When publishing, your software may choose for you.
Review
- Use URIs to identify things
- Think in Triples
- Publish on the web
Publishing Data
- There's lots of choice!
- Don't be overwhelmed, it means there's at least one method that will work well in your situation.
Publication Method | Advantages | Disadvantages |
---|---|---|
RDF/XML Document | Oldest, best supported | Confusingly like normal XML |
Turtle (N3) Document | Simplest | Not technically a standard yet |
HTML Document with RDFa | Fits inside HTML attributes | Can get very complicated |
JSON | Normal JSON, but also RDF | Promising, but still being developed |
GRDDL | Use the XML you have/want | Needs to download+run XSLT |
SPARQL | Query Protocol | Query Protocol |
RDF/XML Example
<rdf:RDF xmlns:rdf="http://www.w3.org/1999/02/22-rdf-syntax-ns#" xmlns:db="http://dbpedia.org/resource/"> <rdf:Description rdf:about="http://dbpedia.org/resource/Massachusetts"> <db:Governor> <rdf:Description rdf:about="http://dbpedia.org/resource/Deval_Patrick" /> </db:Governor> <db:Nickname>Bay State</db:Nickname> <db:Capital> <rdf:Description rdf:about="http://dbpedia.org/resource/Boston"> <db:Nickname>Beantown</db:Nickname> </rdf:Description> </db:Capital> </rdf:Description> </rdf:RDF>
Turtle Prefixes
First triple:
<http://dbpedia.org/resource/Massachusetts> <http://dbpedia.org/resource/Governor> <http://dbpedia.org/resource/Deval_Patrick> .
Abbreviate it:
@prefix db: <http://dbpedia.org/resource/> db:Massachusetts db:Governor db:Deval_Patrick.
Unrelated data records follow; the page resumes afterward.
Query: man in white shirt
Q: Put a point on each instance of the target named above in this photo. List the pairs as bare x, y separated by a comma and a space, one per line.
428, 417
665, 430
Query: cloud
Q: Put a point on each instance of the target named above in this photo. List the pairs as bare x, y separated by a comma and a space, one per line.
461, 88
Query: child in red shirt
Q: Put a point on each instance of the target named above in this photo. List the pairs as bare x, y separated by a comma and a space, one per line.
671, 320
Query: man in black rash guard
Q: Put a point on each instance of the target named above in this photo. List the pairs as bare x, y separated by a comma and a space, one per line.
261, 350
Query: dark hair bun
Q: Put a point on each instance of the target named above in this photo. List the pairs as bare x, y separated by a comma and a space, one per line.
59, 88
- Read the same by turtle parsers
Turtle Example
@prefix db: <http://dbpedia.org/resource/> db:Massachusetts db:Governor db:Deval_Patrick; db:Nickname "Bay State"; db:Capital db:Boston. db:Boston db:Nickname "Beantown".
RDFa Example
<?xml version="1.0" encoding="UTF-8"?> <!DOCTYPE html PUBLIC "-//W3C//DTD XHTML+RDFa 1.0//EN" "http://www.w3.org/MarkUp/DTD/xhtml-rdfa-1.dtd"> <html xmlns="http://www.w3.org/1999/xhtml" xmlns:db="http://dbpedia.org/resource/" version="XHTML+RDFa 1.0"> <head> <title>About Massachusetts</title> </head> <body> <div about="http://dbpedia.org/resource/Massachusetts">The Massachusetts governor is <span rel="db:Governor"> <span about="http://dbpedia.org/resource/Deval_Patrick">Deval Patrick </span>, </span> the nickname is "<span property="db:Nickname">Bay State</span>", and the capital <span rel="db:Capital"> <span about="http://dbpedia.org/resource/Boston"> has the nickname "<span property="db:Nickname">Beantown</span>". </span> </span> </div> </body> </html>
One Possible RDF-JSON Example
{ "__iri": "db:Massachusetts", "db:Nickname": "Bay State", "db:Governor": { "__iri": "db:Deval_Patrick" }, "db:Capital": { "__iri": "db:Boston", "db:Nickname": "Beantown" }, "__prefixes": { "db:": "http://dbpedia.org/resource/" } }
One Possible GRDDL Example
<MyDataSet xmlns="http://example.org/my-data-xml-namespace"> <State> <name>Massachusetts</name> <governor>Deval_Patrick</governor> <nickname>Bay State</nickname> <capital> <name>Boston</name> <nickname>Beantown</nickname> </capital> </State> </MyDataSet>
All the hard work is done by an XSLT program downloaded via the XML namespace URL. (Not implemented for this demo, sorry.)
SPARQL
- A query language, somewhat like SQL
prefix db: <http://dbpedia.org/resource/> prefix dbo: <http://dbpedia.org/ontology/> SELECT ?dnym WHERE { db:Massachusetts dbo:demonym ?dnym }
prefix db: <http://dbpedia.org/resource/> prefix dbo: <http://dbpedia.org/ontology/> SELECT ?cap WHERE { db:Massachusetts dbo:capital ?cap }
dbpedia sparql service and sparql tutorial
Content Negotiation
How do you manage all these options?
- Information Resources can have multiple Representations
- When you GET, you can say which type you want (HTML or XML say)
- HTTP Server returns an appropriate representation
Try:
curl -L --header "Accept: application/rdf+xml" http://vocab.deri.ie/dcat
curl -L --header "Accept: text/turtle" http://vocab.deri.ie/dcat
curl -L --header "Accept: text/html" http://vocab.deri.ie/dcat
Challenges
- You will run into some issues:
- Long term critics of the Semantic Web
- Data consumers who don't want RDF
- Suppliers trying to sell a different technology
- Gov people who think you're trying to spoil years on work on their XML Schemas
- Listen and re-assure - Linked Data can help all these people too!